A qualitative approach was chosen and the data material was semi-structured individual interviews with 12 parents with mental illness, substance abuse or severe somatic illness. The participants were recruited through GPs in Norway, and the interviews were performed in 2014. We used systematic text condensation for analysis.
It was important for the participants that the GP was oriented about their family and children's situation. They wanted to be regarded as competent parents in ordinary families; however, they were aware that their illness affected their parenting. They expressed a need for advice about how to inform the children of their illness and talk to them about their challenges, and, if necessary, utilize helpers who could inform the children and talk to them directly. There were often many agencies involved, and it was important that the helpers cooperated and shared information. In addition, the parents were in need of information about support services.
Ill parents in this study conveyed a double message to their helpers. They wanted to be considered as responsible and well-intended parents who wished the best for their children. At the same time they needed support in parenting. The GP should take the time to listen to the parents' first spontaneous description about an ordinary daily life (while realising that it may not necessarily be an accurate report), then explore their worries and needs of support.
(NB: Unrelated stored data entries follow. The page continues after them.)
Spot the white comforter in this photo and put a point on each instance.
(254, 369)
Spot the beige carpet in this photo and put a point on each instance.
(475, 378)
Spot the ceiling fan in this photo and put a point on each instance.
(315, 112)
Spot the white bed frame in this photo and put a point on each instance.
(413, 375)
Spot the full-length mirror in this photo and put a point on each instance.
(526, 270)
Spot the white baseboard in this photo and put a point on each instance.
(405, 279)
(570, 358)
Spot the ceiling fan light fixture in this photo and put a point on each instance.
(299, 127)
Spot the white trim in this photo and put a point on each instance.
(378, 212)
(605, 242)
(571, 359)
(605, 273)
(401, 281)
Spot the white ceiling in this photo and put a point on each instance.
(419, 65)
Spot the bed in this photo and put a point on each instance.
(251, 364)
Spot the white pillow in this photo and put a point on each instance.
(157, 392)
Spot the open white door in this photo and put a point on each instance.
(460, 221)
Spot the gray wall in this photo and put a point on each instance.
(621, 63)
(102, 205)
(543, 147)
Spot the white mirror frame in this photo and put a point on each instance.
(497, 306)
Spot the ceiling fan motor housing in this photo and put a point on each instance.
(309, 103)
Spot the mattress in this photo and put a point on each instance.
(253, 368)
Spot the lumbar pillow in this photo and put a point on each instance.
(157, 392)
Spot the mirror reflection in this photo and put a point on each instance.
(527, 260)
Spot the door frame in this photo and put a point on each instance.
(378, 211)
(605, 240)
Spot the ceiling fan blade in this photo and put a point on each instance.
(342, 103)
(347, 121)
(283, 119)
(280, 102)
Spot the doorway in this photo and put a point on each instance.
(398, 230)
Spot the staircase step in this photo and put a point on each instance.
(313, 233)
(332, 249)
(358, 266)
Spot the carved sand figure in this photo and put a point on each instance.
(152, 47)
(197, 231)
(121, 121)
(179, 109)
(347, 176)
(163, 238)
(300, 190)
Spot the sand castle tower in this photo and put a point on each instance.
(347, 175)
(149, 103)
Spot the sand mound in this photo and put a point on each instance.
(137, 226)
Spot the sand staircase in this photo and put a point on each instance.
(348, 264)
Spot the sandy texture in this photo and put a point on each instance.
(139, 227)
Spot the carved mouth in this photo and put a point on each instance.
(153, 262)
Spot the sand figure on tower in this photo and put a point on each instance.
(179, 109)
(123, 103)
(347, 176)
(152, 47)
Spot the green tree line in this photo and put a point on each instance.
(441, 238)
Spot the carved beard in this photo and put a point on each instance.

父母身患重病可能会影响其养育子女的方式。父母患有疾病或有药物滥用问题的孩子自身面临健康问题和心理社会困境的风险。医疗保健系统应识别有需要的家庭并提供所需帮助。对于患病的父母来说,寻求有关养育子女的帮助和建议可能会很困难。本研究的目的是确定全科医生(GP)在与患病及有药物滥用问题的父母接触时应牢记的重要因素,以便全科医生能够为孩子提供适当的支持。
采用定性研究方法,数据材料为对12位患有精神疾病、药物滥用或严重躯体疾病的父母进行的半结构化个人访谈。参与者通过挪威的全科医生招募,访谈于2014年进行。我们使用系统的文本浓缩法进行分析。
对参与者来说,全科医生了解他们的家庭和孩子的情况很重要。他们希望在普通家庭中被视为称职的父母;然而,他们意识到自己的疾病会影响养育子女。他们表示需要有关如何告知孩子自己的病情以及与孩子谈论他们所面临挑战的建议,并且在必要时利用能够告知孩子并直接与他们交谈的帮助者。通常涉及许多机构,帮助者之间的合作和信息共享很重要。此外,父母需要有关支持服务的信息。
本研究中的患病父母向他们的帮助者传达了双重信息。他们希望被视为对孩子负责且用心良苦的父母,希望给孩子最好的。与此同时,他们在养育子女方面需要支持。全科医生应该花时间倾听父母对普通日常生活的首次自发描述(同时意识到这不一定是准确的报告),然后探究他们的担忧和对支持的需求。